I really wanted to watch the Danish documentary Armadillo about a group of young Danish recruits sent to Afghanistan and found out of their depth. The Tillman Story which I did catch and enjoyed lost out to Armadillo in the Best Documentary category. Oh well.

At some point I’ll try to make an effort to watch some of the more experimental stuff the LFF has to offer. But the thing with these events is that you could end up spending 12 hours a day shuttling from screening to screening and still not see everything you want.

Unless you’re a member of the press and, as such have an access all areas pass into any screening, the cost can become prohibitively expensive. While we’re talking turkey, and in case any LFF organiser is reading this (unlikely I know), it makes no sense to me that a festival pass hasn’t been introduced yet. Most festival goers I suspect are like me and wish to see multiple films, so why there isn’t a pass offering a discount for big bookings is a bit dumbfounding.

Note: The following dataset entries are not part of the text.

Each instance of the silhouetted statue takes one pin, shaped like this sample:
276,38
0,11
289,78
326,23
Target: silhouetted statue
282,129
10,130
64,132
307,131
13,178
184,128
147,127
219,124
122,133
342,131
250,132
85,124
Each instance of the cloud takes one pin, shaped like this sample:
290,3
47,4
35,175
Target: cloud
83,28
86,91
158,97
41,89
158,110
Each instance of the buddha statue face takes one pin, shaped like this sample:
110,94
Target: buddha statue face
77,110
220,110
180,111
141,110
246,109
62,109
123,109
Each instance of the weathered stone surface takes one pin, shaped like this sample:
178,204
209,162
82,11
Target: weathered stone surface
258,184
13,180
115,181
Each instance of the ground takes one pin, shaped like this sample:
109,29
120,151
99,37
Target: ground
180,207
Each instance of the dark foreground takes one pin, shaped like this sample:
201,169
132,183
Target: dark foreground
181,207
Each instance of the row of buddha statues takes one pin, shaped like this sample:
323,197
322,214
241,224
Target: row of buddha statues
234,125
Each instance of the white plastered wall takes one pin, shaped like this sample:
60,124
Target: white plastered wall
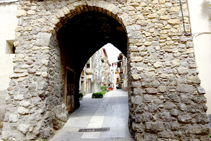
200,22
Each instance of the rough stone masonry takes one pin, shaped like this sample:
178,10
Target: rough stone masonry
166,101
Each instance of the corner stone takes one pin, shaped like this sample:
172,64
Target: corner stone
151,90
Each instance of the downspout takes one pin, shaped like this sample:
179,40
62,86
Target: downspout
183,21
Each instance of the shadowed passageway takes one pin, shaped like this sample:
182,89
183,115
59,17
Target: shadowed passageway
97,115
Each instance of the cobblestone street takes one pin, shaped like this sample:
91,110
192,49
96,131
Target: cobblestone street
111,113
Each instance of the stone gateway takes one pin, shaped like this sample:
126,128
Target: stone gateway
166,101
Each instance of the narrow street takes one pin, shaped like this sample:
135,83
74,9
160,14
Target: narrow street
109,116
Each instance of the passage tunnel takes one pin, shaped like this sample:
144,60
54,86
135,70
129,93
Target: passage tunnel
83,35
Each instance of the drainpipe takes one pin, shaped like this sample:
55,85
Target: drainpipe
183,21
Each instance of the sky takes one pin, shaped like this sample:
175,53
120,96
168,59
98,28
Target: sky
112,52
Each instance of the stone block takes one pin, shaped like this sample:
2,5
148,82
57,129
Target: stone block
183,88
201,90
23,111
174,21
151,90
185,119
20,13
157,127
162,89
166,134
157,64
138,127
43,39
23,128
182,70
136,99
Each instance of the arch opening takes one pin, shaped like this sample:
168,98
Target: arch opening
81,37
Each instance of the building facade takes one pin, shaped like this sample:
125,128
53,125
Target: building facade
91,75
166,100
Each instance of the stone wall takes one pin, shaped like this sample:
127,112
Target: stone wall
166,101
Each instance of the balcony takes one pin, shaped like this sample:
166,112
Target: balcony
89,71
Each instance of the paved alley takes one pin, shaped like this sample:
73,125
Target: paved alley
105,119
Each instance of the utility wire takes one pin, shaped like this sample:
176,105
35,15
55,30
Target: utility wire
8,2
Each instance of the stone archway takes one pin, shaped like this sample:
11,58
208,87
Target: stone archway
165,97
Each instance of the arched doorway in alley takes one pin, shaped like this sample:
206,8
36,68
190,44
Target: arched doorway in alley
81,37
78,39
54,39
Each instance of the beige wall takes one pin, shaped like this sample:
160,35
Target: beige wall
7,32
199,16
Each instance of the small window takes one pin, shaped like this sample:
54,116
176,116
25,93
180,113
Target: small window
10,49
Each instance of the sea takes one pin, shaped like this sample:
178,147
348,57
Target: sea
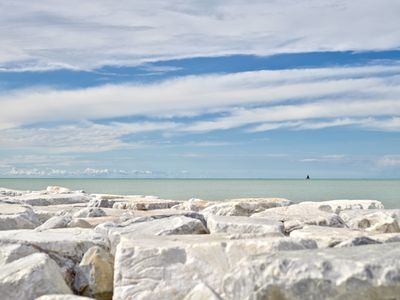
387,191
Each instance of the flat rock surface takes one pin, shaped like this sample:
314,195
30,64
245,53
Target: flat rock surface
30,277
365,272
147,267
244,225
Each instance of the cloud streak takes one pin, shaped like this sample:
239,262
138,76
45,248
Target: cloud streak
41,35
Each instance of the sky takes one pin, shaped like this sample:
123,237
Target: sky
200,89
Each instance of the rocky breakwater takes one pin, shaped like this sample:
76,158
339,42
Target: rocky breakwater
59,244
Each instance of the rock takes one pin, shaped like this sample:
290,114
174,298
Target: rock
144,203
13,251
164,226
244,225
94,276
296,216
193,205
58,190
171,266
336,206
40,199
90,212
384,220
55,222
17,217
62,297
245,206
30,277
366,272
202,292
326,236
357,241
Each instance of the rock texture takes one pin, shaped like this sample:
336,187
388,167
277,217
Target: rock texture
30,277
366,272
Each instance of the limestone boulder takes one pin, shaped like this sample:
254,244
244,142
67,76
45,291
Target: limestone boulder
14,216
326,236
172,266
30,277
296,216
90,212
366,272
94,275
244,225
379,220
336,206
244,206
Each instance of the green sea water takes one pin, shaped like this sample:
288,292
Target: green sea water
387,191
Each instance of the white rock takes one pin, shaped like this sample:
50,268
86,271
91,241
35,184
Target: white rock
244,225
14,216
245,206
296,216
13,251
364,272
164,226
326,236
90,212
202,292
171,266
336,206
30,277
383,220
94,275
58,190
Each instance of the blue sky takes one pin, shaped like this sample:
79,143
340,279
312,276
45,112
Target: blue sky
200,89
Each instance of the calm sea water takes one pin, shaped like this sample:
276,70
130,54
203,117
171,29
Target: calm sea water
387,191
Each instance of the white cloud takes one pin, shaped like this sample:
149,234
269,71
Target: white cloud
39,34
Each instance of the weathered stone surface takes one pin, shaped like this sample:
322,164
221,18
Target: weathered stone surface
366,272
65,242
336,206
245,206
296,216
326,236
171,266
30,277
201,292
244,225
193,205
382,220
90,212
55,222
42,199
144,203
143,226
94,276
14,216
13,251
63,297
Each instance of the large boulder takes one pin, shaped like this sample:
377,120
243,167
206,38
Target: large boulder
144,226
95,273
336,206
244,206
171,266
326,236
244,225
380,220
296,216
30,277
365,272
14,216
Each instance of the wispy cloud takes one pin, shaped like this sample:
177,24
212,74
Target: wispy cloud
41,35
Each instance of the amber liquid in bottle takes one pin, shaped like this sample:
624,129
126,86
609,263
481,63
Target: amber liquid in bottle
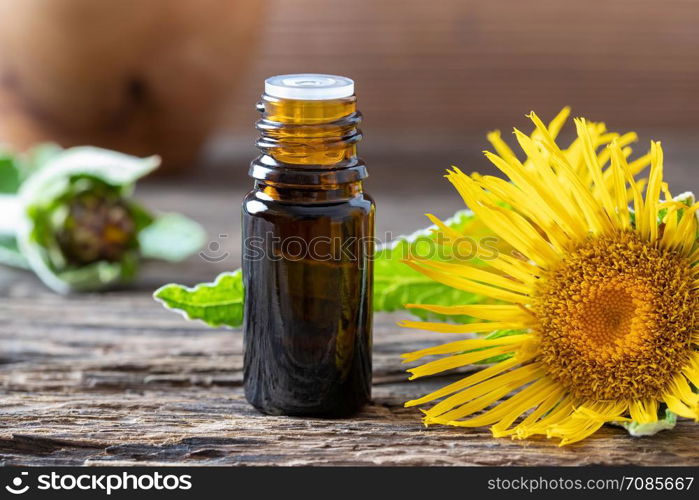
308,230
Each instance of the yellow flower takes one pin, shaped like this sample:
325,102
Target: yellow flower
602,298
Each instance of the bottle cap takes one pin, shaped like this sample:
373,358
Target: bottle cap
309,87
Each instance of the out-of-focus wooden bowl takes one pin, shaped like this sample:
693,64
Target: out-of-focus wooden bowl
144,77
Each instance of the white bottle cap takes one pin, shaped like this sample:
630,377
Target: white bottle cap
309,87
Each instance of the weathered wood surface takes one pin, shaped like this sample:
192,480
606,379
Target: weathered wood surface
114,379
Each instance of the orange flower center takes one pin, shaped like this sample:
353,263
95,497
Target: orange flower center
616,318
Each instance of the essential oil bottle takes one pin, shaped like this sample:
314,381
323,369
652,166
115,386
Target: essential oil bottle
308,230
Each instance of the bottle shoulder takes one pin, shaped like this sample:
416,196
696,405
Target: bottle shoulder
257,203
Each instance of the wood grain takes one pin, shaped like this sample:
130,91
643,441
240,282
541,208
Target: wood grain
428,73
114,379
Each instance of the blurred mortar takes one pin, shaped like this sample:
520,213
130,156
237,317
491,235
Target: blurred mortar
139,77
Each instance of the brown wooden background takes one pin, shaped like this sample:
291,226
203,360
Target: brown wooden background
430,72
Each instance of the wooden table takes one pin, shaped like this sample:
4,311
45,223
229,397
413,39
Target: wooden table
114,379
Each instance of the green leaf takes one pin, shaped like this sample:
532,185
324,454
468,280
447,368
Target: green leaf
638,430
9,174
53,177
10,254
217,304
395,284
171,237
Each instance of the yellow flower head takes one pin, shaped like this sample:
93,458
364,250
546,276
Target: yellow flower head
602,297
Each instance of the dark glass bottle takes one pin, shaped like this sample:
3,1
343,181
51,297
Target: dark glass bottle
308,232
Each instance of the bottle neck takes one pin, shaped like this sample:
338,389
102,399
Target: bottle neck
308,194
308,144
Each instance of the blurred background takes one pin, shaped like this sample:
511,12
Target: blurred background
181,77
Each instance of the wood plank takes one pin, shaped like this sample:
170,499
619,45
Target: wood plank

Right at the start of this series of blogs I railed against people who got on my nerves in screenings. To be fair, this year hasn’t been as bad, but there have still been numerous occasions when some irritating swine seems to think they are watching a film in their own living room and, as such, have carte blanche to talk/text/breathe too loudly/spread themselves out too much etc.

The most irritating thing way too many people have done this year though is turn up after the film has started. The worst I clocked was a couple who arrived an hour after a film started. I mean, what’s the point of that? You might as well go and have a drink instead, for f*ck’s sake.

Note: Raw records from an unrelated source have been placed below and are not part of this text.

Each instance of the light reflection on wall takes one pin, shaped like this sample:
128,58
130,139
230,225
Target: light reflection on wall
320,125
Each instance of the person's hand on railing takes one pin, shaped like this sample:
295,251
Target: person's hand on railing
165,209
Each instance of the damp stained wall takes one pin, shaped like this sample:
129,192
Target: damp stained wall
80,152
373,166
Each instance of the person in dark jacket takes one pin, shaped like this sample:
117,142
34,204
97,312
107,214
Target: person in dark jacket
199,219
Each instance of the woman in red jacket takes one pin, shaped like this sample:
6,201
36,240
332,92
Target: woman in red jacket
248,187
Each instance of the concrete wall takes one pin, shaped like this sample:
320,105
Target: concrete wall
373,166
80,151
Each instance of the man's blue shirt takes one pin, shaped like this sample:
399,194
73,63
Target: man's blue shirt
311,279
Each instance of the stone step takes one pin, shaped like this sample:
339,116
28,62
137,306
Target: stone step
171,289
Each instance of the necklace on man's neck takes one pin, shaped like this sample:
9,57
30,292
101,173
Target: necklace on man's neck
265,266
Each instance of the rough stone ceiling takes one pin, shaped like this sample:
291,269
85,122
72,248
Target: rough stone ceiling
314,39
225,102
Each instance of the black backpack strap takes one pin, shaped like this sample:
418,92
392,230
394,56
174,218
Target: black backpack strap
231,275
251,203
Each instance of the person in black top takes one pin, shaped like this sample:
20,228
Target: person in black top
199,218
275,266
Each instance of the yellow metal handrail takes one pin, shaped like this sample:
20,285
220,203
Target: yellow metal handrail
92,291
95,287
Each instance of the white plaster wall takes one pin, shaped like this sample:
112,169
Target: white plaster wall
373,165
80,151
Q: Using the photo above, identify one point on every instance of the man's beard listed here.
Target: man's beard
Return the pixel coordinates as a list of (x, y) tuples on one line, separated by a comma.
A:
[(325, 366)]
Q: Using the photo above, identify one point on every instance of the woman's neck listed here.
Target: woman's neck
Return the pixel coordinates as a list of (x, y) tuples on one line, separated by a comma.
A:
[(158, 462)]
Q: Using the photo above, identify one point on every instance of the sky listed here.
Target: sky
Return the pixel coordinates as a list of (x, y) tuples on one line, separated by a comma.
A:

The situation was made worse when a foreign language film was being shown and, instead of feeling embarrassed and taking their seat extra quick, many people would stand in the aisle watching the film and slowly take their coats off, blocking the view for the likes of me. There’s a word for people like this and I think you might know what that word is.

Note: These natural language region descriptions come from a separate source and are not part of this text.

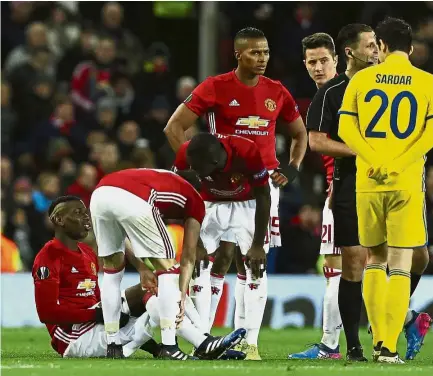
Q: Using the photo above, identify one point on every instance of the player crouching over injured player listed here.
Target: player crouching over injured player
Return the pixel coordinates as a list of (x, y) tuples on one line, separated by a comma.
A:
[(68, 297)]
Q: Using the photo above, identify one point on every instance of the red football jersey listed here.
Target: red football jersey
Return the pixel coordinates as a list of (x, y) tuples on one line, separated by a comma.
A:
[(235, 108), (174, 197), (66, 287), (244, 169)]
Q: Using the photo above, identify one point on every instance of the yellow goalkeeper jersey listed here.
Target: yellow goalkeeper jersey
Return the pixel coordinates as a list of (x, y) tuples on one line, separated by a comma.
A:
[(387, 119)]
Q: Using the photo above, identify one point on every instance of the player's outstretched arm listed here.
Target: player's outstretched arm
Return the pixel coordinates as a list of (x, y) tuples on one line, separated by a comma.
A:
[(415, 153), (181, 120), (348, 130)]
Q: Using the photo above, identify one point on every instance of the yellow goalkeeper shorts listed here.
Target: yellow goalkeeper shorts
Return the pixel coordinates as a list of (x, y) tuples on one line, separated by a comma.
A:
[(396, 217)]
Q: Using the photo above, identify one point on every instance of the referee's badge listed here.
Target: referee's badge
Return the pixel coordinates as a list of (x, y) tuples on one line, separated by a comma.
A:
[(43, 272), (270, 104)]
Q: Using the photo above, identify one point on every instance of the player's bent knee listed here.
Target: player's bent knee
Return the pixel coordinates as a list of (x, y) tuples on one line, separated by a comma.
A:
[(420, 260), (353, 263), (400, 258)]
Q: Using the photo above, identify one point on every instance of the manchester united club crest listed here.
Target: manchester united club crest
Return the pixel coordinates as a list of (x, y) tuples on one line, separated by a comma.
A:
[(236, 178), (270, 104)]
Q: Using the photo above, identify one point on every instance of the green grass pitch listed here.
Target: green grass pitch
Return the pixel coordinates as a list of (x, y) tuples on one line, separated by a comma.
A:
[(28, 352)]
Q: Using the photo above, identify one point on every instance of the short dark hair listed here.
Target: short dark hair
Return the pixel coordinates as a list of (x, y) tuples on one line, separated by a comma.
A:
[(201, 144), (60, 200), (349, 36), (249, 33), (318, 40), (395, 33)]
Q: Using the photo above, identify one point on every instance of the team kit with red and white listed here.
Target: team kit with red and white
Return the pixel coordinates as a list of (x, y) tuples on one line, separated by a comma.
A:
[(244, 120)]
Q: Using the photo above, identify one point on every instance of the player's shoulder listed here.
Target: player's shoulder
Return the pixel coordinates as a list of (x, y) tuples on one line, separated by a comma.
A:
[(335, 83)]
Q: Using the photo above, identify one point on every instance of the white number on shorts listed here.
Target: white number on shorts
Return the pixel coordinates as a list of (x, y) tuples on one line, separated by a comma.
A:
[(327, 233)]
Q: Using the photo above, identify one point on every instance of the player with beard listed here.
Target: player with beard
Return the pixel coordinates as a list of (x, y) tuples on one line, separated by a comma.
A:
[(321, 62), (243, 102)]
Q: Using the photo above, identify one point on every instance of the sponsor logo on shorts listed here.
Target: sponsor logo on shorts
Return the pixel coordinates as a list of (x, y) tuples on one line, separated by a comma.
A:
[(197, 288), (215, 290), (254, 122)]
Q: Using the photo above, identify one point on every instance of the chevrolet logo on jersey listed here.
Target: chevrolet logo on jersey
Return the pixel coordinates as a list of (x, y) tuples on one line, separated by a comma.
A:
[(87, 285), (253, 122)]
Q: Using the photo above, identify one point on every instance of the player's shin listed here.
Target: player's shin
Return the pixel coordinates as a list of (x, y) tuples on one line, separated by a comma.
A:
[(241, 281), (111, 302), (331, 313), (201, 295), (255, 303), (169, 298), (216, 285)]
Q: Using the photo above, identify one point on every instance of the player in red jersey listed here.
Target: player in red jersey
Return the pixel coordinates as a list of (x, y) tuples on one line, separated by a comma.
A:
[(235, 187), (245, 103), (131, 203), (67, 297), (321, 62)]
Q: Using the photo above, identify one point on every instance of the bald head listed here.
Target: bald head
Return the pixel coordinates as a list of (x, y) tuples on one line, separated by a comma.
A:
[(36, 34)]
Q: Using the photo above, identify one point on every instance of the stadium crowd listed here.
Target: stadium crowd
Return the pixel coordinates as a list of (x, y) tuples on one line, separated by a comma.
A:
[(80, 99)]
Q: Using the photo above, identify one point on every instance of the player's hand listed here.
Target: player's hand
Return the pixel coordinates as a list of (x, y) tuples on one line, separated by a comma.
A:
[(255, 259), (181, 314), (148, 281), (201, 255)]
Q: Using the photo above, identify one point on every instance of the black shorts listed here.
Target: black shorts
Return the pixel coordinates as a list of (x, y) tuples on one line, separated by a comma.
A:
[(344, 211)]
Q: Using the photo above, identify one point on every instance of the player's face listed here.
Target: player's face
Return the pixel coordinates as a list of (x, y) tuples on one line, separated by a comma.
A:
[(255, 56), (76, 220), (320, 64), (367, 48)]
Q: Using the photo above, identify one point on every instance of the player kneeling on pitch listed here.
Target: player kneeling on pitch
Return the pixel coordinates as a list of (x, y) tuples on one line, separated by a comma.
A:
[(68, 297)]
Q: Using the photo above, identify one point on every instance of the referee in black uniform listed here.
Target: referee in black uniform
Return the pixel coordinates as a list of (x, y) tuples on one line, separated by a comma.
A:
[(358, 45)]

Cinemas (and I mean this as a general rule) should enforce a system which doesn’t allow anyone arriving for a screening to be allowed in 10 minutes after the film has started. That’s a fair timescale I think and it might make people think twice, especially when they arrive late carrying their own body weight in popcorn and enough soft drink to fill a swimming pool.

So ends a strong LFF for another year. It’s events like this that belie that tired old moan from people who complain films aren’t as good as they used to be. They are, you just have to be prepared to root them out and the LFF gives you ample opportunity to do this.

Long may this festival continue and I’ll be sitting three rows back hoping no-one will get on my nerves.